From:Dan Sulani <dansulani@...>
Date:Monday, December 13, 2004, 7:27
On 13 Dec, caeruleancentaur wrote:

># 1 <salut_vous_autre@H...> wrote: > >>When Colomb disovered America it was in the region of Cuba and in >>South-America... > > Can we logically connect Columbus with the naming of America? I'm > guite sure he didn't give that name to what he had "discovered." The > vikings called it Vinland, IIRC. And who knows what the first > immigrants across the Bering Strait called it?
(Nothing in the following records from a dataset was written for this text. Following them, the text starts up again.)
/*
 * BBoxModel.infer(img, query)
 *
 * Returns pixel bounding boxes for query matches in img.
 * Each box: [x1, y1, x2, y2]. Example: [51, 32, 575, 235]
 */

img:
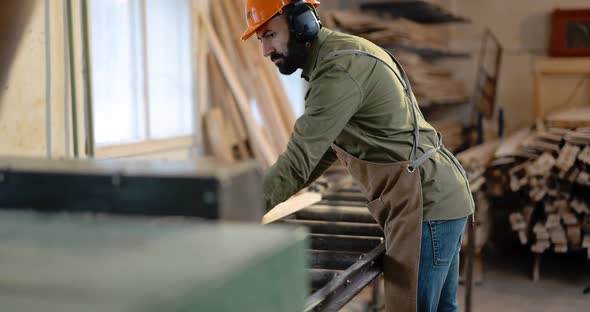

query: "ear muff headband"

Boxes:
[287, 0, 320, 42]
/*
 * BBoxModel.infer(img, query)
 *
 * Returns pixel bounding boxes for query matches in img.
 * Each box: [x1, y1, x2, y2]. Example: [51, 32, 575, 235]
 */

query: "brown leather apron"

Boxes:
[328, 50, 454, 312]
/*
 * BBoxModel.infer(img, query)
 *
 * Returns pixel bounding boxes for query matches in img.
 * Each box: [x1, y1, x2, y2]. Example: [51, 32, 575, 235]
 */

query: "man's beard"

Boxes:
[270, 35, 306, 75]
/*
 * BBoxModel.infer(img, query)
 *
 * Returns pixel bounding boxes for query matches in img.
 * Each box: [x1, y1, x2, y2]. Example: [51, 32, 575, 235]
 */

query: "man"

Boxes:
[242, 0, 474, 311]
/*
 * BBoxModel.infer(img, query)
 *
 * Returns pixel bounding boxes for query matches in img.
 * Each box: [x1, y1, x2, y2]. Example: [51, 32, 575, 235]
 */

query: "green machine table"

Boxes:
[0, 211, 308, 312]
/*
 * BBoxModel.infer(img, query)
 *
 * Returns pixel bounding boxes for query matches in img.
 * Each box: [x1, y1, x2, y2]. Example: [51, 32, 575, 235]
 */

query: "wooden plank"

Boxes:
[199, 14, 278, 166]
[546, 106, 590, 128]
[494, 128, 531, 158]
[535, 57, 590, 74]
[457, 140, 500, 167]
[262, 192, 322, 224]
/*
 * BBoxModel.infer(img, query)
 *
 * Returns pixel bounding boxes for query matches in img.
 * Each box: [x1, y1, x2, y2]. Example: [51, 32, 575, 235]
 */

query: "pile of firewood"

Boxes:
[487, 128, 590, 258]
[394, 51, 467, 107]
[320, 11, 449, 51]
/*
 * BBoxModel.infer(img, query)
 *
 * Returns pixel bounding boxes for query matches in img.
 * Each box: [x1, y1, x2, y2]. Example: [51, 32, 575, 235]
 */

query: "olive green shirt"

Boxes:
[263, 28, 474, 221]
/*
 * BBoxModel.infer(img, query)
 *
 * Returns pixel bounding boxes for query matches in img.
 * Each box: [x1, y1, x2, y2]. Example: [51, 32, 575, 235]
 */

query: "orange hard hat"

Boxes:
[242, 0, 320, 40]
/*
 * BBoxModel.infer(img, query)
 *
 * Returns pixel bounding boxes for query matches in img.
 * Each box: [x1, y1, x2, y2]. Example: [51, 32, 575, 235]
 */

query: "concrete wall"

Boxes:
[320, 0, 590, 138]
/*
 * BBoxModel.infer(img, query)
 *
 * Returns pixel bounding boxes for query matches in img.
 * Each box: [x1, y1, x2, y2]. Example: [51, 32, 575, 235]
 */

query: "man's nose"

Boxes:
[262, 42, 274, 57]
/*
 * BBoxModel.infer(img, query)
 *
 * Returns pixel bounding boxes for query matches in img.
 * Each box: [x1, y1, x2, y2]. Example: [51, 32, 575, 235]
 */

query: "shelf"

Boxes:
[360, 0, 470, 24]
[383, 44, 470, 60]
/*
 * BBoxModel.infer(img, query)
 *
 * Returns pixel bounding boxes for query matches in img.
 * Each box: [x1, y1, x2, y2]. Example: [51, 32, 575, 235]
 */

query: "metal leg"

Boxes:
[533, 253, 543, 282]
[465, 216, 475, 312]
[369, 275, 383, 312]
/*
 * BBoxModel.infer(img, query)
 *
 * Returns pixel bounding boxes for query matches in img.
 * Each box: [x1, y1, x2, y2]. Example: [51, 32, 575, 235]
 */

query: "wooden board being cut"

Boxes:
[262, 192, 322, 224]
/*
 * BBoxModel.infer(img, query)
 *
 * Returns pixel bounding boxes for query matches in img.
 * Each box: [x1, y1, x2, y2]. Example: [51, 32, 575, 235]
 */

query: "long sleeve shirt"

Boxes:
[263, 28, 474, 221]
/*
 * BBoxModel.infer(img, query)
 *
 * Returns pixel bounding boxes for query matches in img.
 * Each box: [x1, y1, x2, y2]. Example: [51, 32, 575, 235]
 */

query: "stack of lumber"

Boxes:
[488, 128, 590, 258]
[193, 0, 295, 167]
[457, 141, 499, 283]
[394, 51, 467, 107]
[321, 11, 450, 52]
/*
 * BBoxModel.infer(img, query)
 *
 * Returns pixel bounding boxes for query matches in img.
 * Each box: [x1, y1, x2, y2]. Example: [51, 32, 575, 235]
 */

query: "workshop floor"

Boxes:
[341, 249, 590, 312]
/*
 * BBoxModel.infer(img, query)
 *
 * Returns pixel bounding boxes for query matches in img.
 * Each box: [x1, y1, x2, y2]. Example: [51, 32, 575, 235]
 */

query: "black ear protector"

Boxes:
[287, 0, 320, 42]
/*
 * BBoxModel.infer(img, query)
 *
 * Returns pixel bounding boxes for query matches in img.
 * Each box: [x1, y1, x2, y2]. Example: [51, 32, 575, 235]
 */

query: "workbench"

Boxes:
[0, 211, 308, 312]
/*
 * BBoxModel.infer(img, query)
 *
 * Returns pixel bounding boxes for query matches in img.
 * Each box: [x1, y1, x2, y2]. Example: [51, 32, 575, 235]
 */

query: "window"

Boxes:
[90, 0, 194, 146]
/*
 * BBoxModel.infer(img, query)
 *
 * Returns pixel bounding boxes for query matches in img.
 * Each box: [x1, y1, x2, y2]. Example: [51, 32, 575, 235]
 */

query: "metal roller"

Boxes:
[319, 200, 367, 207]
[310, 234, 383, 253]
[295, 205, 375, 223]
[285, 220, 383, 237]
[309, 250, 363, 270]
[306, 269, 342, 289]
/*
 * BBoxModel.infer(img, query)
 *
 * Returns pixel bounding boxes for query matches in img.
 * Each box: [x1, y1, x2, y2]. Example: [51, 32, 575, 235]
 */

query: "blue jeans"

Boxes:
[418, 218, 467, 312]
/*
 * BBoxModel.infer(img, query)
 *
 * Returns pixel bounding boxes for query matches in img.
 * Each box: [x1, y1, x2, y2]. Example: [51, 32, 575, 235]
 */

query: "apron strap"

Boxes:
[326, 49, 420, 162]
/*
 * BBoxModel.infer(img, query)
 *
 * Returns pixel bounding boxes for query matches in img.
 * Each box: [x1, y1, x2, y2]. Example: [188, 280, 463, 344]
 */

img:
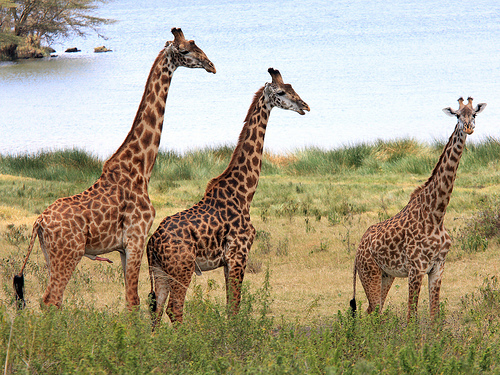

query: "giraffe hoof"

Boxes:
[94, 257, 113, 263]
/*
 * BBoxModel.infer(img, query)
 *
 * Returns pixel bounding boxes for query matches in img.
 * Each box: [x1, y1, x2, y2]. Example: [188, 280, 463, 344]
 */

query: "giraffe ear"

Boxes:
[267, 68, 284, 85]
[443, 107, 457, 117]
[171, 27, 186, 45]
[474, 103, 486, 115]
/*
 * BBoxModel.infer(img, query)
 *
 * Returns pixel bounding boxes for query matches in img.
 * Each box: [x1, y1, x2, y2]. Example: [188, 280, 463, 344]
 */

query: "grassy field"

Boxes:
[0, 139, 500, 374]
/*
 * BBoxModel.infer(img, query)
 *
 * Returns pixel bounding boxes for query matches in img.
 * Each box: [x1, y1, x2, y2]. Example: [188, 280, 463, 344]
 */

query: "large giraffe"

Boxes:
[147, 68, 309, 329]
[14, 28, 215, 308]
[351, 98, 486, 320]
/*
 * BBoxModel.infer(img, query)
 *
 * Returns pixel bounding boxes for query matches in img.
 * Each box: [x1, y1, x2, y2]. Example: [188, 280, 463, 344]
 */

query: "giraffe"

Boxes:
[146, 68, 309, 330]
[350, 97, 486, 320]
[14, 28, 216, 309]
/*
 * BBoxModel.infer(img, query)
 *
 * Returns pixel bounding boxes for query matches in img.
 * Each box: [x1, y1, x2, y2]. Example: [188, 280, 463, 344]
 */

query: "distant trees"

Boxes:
[0, 0, 114, 59]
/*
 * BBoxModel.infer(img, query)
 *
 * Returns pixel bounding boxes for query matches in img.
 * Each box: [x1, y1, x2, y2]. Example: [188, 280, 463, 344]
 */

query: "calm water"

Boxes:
[0, 0, 500, 158]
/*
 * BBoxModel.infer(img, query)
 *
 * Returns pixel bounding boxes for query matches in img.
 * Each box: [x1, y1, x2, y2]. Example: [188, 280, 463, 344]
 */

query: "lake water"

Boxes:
[0, 0, 500, 158]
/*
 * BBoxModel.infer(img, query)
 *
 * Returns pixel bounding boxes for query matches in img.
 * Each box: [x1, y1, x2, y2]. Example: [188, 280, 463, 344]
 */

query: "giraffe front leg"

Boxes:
[120, 236, 145, 310]
[355, 250, 382, 314]
[380, 272, 395, 310]
[428, 261, 444, 319]
[224, 260, 246, 315]
[43, 249, 83, 308]
[167, 266, 194, 324]
[150, 266, 169, 331]
[406, 269, 424, 321]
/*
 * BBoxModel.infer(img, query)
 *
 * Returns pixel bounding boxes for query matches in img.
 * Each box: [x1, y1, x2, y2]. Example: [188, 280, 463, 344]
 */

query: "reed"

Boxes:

Question: Do hunter-gatherer bands have the concept of areas which require names? ( Even if they did, I wouldn't suppose that the first immigrants across the Bering Strait would have a _continental_ perspective: ("Hey! That mammoth herd has taken us into a totally new continent! Anybody have a good name for it?" ;-) ). My personal feeling is that hunter-gatherer bands would name landmarks and, at the most, areas close to and associated with landmarks. It seems to me that naming areas implies ownership and control over areas with defined borders. And, AFAIK, this didn't come into being until the advent of farming and a more settled life. Still, I could be wrong about this. If anybody knows for certain about any hunter-gatherer bands with a culture of naming well-defined areas (not merely "our hunting grounds", but giving them a name), I'd be very happy to be corrected. Dan Sulani --------------------------------------------------------------------- likehsna rtem zuv tikuhnuh auag inuvuz vaka'a. A word is an awesome thing.